Die Ursache der neuen taktischen Differenzen liegt auf der Hand: unter dem Einfluß der modernen Formen des Kapitalismus haben sich in der Arbeiterbewegung neue Aktionsformen ausgebildet, die Massenaktionen. Bei ihrem ersten Auftreten wurden sie von allen Marxisten begrüßt und propagiert als ein Zeichen der revolutionären Entwicklung, als eine Konsequenz unserer revolutionären Taktik. Als sie sich aber zu einer machtvollen Praxis entwickelten, stellten sie neue Probleme; die Frage der sozialen Revolution – bisher ein Endziel in ungreifbarer Ferne – erhob sich als eine beginnende Gegenwartsfrage vor den Augen des kämpfenden Proletariats, und jetzt mußte die ganze ungeheure Schwere der Aufgabe jedem gleichsam aus eigener Erfahrung heraus klar werden Daraus erwuchsen zwei Geistesrichtungen; die eine ergriff das Problem der Revolution und suchte durch Erforschung der Wirkung, der Bedeutung und der Macht der neuen Aktionsformen zu erfassen, wie es dem Proletariat möglich sein wird, die Aufgabe zu lösen; die andere, gleichsam vor der Schwere der Ausgabe zurückschreckend, spürte ein den älteren parlamentarischen Aktionsformen nach Tendenzen, die gestatteten, ihre Inangriffnahme vorläufig noch aufzuschieben. Die neue Praxis der Arbeiterbewegung hat eine Trennung der Geister unter den bisherigen Verfechtern der radikalen marxistischen Parteitaktik bewirkt.

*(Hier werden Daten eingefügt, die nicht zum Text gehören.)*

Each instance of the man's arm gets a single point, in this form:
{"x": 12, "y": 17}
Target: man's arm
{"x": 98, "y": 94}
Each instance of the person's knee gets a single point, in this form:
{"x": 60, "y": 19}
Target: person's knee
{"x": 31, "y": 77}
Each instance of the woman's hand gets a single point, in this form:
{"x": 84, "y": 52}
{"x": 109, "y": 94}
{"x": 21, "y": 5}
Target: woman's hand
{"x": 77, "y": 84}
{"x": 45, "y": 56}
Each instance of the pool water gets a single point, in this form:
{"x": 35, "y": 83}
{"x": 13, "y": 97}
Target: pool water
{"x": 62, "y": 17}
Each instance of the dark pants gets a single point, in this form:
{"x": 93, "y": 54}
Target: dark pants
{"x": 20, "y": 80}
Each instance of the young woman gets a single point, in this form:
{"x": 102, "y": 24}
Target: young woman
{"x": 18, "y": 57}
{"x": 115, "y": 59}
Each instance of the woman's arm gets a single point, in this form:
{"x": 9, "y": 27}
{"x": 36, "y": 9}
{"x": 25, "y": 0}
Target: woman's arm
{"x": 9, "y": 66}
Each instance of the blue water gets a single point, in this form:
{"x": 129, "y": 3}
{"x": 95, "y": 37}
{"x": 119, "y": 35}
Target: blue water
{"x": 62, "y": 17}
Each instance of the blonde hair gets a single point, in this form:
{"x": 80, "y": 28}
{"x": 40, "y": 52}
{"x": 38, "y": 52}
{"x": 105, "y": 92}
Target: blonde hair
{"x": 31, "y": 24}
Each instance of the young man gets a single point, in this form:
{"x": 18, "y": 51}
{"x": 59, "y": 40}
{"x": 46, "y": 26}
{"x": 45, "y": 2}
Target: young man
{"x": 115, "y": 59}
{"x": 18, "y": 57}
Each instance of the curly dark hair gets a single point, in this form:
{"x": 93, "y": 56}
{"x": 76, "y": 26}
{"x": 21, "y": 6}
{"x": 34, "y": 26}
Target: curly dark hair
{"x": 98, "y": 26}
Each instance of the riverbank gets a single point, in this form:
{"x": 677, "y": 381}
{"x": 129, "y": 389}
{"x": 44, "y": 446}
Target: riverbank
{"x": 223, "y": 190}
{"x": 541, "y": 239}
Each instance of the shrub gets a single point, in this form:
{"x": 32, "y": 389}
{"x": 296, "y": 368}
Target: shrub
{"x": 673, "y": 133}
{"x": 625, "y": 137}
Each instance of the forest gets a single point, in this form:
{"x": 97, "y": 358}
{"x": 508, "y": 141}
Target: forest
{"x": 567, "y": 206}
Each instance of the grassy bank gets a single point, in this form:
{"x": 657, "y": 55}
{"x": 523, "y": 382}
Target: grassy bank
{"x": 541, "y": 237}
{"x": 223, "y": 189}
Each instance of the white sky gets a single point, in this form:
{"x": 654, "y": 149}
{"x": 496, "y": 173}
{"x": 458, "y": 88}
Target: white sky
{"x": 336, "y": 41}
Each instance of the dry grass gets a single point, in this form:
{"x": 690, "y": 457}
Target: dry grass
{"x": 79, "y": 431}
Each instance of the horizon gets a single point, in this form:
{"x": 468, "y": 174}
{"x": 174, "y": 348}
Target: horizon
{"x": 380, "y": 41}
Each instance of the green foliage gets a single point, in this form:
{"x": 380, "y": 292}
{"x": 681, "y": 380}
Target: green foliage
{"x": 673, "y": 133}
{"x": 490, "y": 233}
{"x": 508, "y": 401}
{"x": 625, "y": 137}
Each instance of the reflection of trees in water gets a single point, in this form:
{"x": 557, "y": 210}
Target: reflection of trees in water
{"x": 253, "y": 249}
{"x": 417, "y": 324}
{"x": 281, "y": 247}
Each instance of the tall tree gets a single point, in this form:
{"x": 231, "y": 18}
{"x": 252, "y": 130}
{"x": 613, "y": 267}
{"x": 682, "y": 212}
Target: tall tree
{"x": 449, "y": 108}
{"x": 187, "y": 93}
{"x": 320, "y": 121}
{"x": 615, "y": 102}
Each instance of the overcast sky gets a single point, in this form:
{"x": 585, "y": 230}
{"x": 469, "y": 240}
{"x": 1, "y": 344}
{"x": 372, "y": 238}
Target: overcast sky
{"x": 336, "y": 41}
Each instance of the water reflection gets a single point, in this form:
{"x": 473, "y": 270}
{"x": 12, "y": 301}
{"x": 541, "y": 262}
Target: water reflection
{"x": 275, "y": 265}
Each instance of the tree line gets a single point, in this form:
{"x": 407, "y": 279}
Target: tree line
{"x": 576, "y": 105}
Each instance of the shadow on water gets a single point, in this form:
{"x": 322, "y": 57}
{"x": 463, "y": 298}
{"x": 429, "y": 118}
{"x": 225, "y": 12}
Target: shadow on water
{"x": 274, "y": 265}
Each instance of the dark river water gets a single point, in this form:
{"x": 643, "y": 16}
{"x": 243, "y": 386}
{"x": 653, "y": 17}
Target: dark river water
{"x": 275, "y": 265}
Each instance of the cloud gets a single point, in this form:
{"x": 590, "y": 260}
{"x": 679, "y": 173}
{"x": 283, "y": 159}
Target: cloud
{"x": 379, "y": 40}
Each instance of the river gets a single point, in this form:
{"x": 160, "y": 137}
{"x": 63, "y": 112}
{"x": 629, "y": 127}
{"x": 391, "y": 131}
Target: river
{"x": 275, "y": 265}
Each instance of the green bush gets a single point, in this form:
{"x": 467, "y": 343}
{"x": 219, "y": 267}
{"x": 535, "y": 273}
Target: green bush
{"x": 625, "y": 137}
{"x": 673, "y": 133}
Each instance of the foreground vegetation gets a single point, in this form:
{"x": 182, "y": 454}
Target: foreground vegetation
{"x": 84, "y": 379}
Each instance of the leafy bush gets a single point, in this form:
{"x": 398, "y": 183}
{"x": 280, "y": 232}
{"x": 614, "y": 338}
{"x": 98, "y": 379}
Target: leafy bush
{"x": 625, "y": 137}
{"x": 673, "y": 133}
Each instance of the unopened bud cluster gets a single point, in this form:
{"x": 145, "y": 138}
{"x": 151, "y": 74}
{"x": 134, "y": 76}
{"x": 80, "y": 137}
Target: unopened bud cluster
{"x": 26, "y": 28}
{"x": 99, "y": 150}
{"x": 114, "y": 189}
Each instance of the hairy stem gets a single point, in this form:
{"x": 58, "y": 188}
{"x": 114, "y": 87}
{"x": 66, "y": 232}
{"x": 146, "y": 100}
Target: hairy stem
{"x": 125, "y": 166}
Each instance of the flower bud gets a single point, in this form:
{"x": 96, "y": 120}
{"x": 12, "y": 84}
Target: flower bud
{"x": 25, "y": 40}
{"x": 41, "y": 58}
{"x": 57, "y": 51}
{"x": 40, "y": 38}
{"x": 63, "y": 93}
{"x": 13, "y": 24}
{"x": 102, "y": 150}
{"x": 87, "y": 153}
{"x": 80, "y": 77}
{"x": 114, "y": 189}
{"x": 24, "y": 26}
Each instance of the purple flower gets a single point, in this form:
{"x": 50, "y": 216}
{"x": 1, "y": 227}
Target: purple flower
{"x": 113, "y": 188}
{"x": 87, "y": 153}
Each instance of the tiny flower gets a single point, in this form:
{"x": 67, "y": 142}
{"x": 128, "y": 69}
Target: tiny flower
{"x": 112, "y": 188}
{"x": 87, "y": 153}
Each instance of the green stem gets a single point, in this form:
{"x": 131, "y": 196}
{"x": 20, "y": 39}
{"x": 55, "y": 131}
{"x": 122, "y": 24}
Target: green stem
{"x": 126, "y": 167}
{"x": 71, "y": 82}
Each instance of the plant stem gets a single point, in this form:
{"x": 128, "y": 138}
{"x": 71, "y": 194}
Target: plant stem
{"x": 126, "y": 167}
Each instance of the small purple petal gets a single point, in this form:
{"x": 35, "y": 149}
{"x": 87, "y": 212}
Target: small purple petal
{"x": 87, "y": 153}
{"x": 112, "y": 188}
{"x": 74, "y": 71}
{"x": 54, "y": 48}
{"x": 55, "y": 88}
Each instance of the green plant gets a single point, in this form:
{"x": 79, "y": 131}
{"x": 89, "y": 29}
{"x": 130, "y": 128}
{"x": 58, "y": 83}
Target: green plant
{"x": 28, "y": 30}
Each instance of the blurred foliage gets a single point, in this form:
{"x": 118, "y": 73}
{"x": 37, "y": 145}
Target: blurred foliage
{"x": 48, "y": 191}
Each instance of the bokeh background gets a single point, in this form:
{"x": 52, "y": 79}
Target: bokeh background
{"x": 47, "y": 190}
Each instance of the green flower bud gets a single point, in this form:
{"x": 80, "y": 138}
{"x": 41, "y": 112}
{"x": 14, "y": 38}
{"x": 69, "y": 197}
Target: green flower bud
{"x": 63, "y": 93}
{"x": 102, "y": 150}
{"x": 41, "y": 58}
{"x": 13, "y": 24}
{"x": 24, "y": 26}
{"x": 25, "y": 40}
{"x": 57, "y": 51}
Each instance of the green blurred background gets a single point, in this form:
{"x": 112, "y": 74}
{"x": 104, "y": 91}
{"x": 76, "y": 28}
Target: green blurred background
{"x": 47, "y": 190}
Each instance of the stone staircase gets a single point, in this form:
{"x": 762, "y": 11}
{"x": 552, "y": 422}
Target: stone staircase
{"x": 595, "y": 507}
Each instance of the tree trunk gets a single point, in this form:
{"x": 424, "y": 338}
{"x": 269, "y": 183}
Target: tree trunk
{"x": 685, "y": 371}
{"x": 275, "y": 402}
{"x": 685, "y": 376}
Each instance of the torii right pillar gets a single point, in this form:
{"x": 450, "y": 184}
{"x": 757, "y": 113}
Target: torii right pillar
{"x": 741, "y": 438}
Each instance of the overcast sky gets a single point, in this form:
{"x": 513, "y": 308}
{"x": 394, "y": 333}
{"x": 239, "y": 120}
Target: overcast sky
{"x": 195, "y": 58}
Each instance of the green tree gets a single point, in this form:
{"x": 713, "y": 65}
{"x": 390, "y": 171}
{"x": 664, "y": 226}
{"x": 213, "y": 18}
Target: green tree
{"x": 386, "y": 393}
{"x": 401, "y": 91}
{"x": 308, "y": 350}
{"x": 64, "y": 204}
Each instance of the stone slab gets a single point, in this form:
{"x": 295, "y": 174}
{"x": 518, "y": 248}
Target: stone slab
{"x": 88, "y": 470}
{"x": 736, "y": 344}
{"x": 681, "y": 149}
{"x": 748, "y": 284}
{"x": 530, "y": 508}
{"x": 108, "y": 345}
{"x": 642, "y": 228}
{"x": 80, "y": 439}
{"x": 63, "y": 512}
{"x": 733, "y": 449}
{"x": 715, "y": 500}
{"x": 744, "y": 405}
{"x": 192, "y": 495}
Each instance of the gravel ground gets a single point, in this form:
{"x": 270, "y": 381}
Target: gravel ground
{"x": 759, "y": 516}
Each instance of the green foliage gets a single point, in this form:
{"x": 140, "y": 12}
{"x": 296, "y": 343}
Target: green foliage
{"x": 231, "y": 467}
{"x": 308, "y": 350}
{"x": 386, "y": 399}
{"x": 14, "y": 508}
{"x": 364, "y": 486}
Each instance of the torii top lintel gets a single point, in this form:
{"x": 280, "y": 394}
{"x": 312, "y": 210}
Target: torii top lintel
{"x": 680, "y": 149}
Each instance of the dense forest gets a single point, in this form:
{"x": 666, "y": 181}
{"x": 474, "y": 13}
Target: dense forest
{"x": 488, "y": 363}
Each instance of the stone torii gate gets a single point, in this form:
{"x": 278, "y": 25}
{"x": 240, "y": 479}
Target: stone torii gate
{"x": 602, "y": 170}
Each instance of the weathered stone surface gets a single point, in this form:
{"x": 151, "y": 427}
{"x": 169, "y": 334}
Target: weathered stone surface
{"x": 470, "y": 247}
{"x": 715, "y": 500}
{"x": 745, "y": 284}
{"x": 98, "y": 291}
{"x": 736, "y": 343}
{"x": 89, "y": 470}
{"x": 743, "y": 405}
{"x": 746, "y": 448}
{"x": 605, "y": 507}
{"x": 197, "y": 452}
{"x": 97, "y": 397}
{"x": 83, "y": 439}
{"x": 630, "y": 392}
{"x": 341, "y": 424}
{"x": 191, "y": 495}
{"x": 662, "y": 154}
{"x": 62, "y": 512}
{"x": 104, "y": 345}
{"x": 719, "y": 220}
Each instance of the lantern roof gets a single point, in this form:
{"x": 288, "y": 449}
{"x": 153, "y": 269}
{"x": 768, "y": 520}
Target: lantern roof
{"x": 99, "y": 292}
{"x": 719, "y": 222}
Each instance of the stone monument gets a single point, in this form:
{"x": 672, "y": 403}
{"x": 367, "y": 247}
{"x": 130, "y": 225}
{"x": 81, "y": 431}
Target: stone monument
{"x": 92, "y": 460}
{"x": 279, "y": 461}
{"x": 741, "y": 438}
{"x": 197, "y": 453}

Unter diesen Verhältnissen ist es unsere Pflicht als Marxisten, durch eine theoretische Diskussion die Gegensätze möglichst zu klären. Deshalb haben wir in unserem Artikel „Massenaktion und Revolution“ zuerst, gleichsam als Grundlage unserer Anschauungsweise, den Prozeß der revolutionären Entwicklung als einen Prozeß der Umwälzung der Machtverhältnisse der Klassen dargelegt und in einer Kritik zweier Artikel von Kautsky den Gegensatz unserer Anschauungen klarzumachen versucht. Kautsky hat in seiner Antwort die Sache auf ein anderes Gebiet geschoben; statt die Richtigkeit theoretischer Anschauungen zu kritisieren, hat er uns vorgeworfen, wir wollen der Partei eine neue Taktik aufzwingen. Inder „Leipziger Volkszeitung“ vom 9. September (*) haben wir nachgewiesen, wie damit der ganze Sinn unserer Ausführungen auf den Kopf gestellt wurde. (**)

Wir hatten uns bemüht, den Unterschied der drei Richtungen, die jetzt in der Partei einander gegenüberstehen – zwei radikale und die revisionistische – so gut wie möglich klarzustellen. Dem Genossen Kautsky scheint der Sinn dieser ganzen Darlegung entgangen zu sein, denn ärgerlich bemerkt er:

„Meine Auffassung erscheint Pannekoek als purer Revisionismus“ (S. 694)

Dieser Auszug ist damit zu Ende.